Collagenous colitis is an inflammatory bowel condition affecting the large intestine. It is categorized under microscopic colitis, a group of conditions characterized by inflammation only visible through a microscope. This condition leads to chronic digestive issues that can significantly impact daily life.
Understanding Collagenous Colitis
Its defining feature, a thickened layer of collagen beneath the colon’s lining, is only visible under a microscope, as inflammation is not apparent during a standard colonoscopy. This abnormal collagen accumulation, often exceeding 10 micrometers in thickness, is accompanied by an increase in inflammatory cells within the colon’s wall.
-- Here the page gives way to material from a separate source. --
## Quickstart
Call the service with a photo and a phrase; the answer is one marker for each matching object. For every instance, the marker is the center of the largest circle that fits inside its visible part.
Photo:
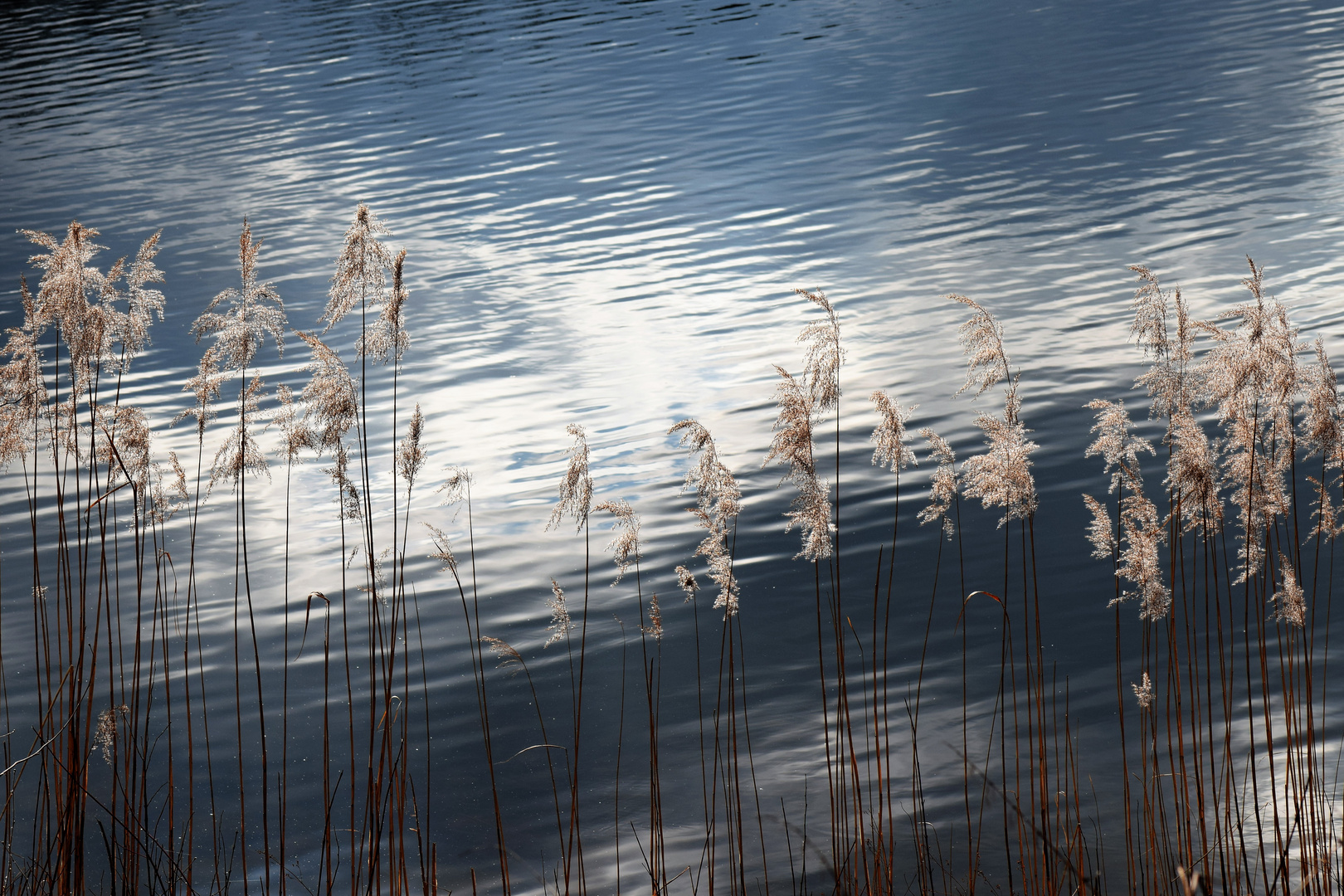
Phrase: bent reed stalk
(116, 782)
The inflammation associated with collagenous colitis can interfere with the colon’s ability to reabsorb water and electrolytes, which are crucial for proper bodily function. This disruption primarily manifests as chronic, watery, non-bloody diarrhea, which can occur multiple times a day and even at night. Individuals may also experience associated symptoms such as abdominal pain, cramping, bloating, and fatigue. Unlike some other inflammatory bowel diseases, collagenous colitis does not carry an increased risk of colorectal cancer.
How Common is Collagenous Colitis?
Collagenous colitis is not considered a common disease, though its reported incidence has been increasing over recent decades. Incidence rates, which reflect the number of new cases per year, vary across different studies and geographical regions. Estimates for collagenous colitis typically range from 2 to 12 cases per 100,000 people annually. For instance, a Danish study reported an average annual incidence of 12.2 cases per 100,000 person-years between 2001 and 2016, with a peak of 19.6 cases per 100,000 in 2011.
Prevalence, which refers to the total number of people living with the condition at a given time, can be higher. Some reports indicate prevalence rates around 40 cases per 100,000 persons, while others suggest it could be as high as nearly 200 cases per 100,000 inhabitants in certain populations. The condition primarily affects older adults, with the average age at diagnosis often falling in the 60s or 70s. Women are more frequently affected than men.
Identifying and Managing Collagenous Colitis
Diagnosing collagenous colitis requires a specialized approach, as the colon’s appearance typically looks normal during a routine colonoscopy. For a definitive diagnosis, a gastroenterologist performs a colonoscopy and takes multiple small tissue samples, or biopsies, from different sections of the colon. These samples are then sent to a pathologist for microscopic examination.
The pathologist looks for specific changes, including the characteristic thickened subepithelial collagen band, along with an increase in inflammatory cells within the colon lining. This microscopic analysis is essential, as symptoms can overlap with other digestive disorders like irritable bowel syndrome, and other causes of chronic diarrhea must be ruled out.
Management focuses on controlling symptoms, as there is currently no cure. Treatment often begins with medication, with oral budesonide being a commonly recommended first-line therapy due to its anti-inflammatory properties and localized action within the gut. Other medications, such as anti-diarrheal agents like loperamide, may be used to manage symptoms, sometimes in combination with other therapies. In some cases, bismuth subsalicylate or bile acid binders like cholestyramine can also be considered.
Dietary adjustments can also play a supportive role in symptom management, although there is no universal diet for collagenous colitis. Individuals may find relief by avoiding potential trigger foods, which can include caffeine, alcohol, artificial sweeteners, and sometimes dairy or gluten if intolerances are present. During flare-ups, a temporary low-fat and low-fiber diet might help alleviate symptoms, along with ensuring adequate hydration to counteract fluid loss from diarrhea. It is also advisable to review and potentially discontinue any medications that may contribute to collagenous colitis, such as certain nonsteroidal anti-inflammatory drugs (NSAIDs) or proton pump inhibitors (PPIs). For individuals whose symptoms do not respond to initial treatments, stronger medications may be explored, and in rare, severe cases, surgical intervention might be considered.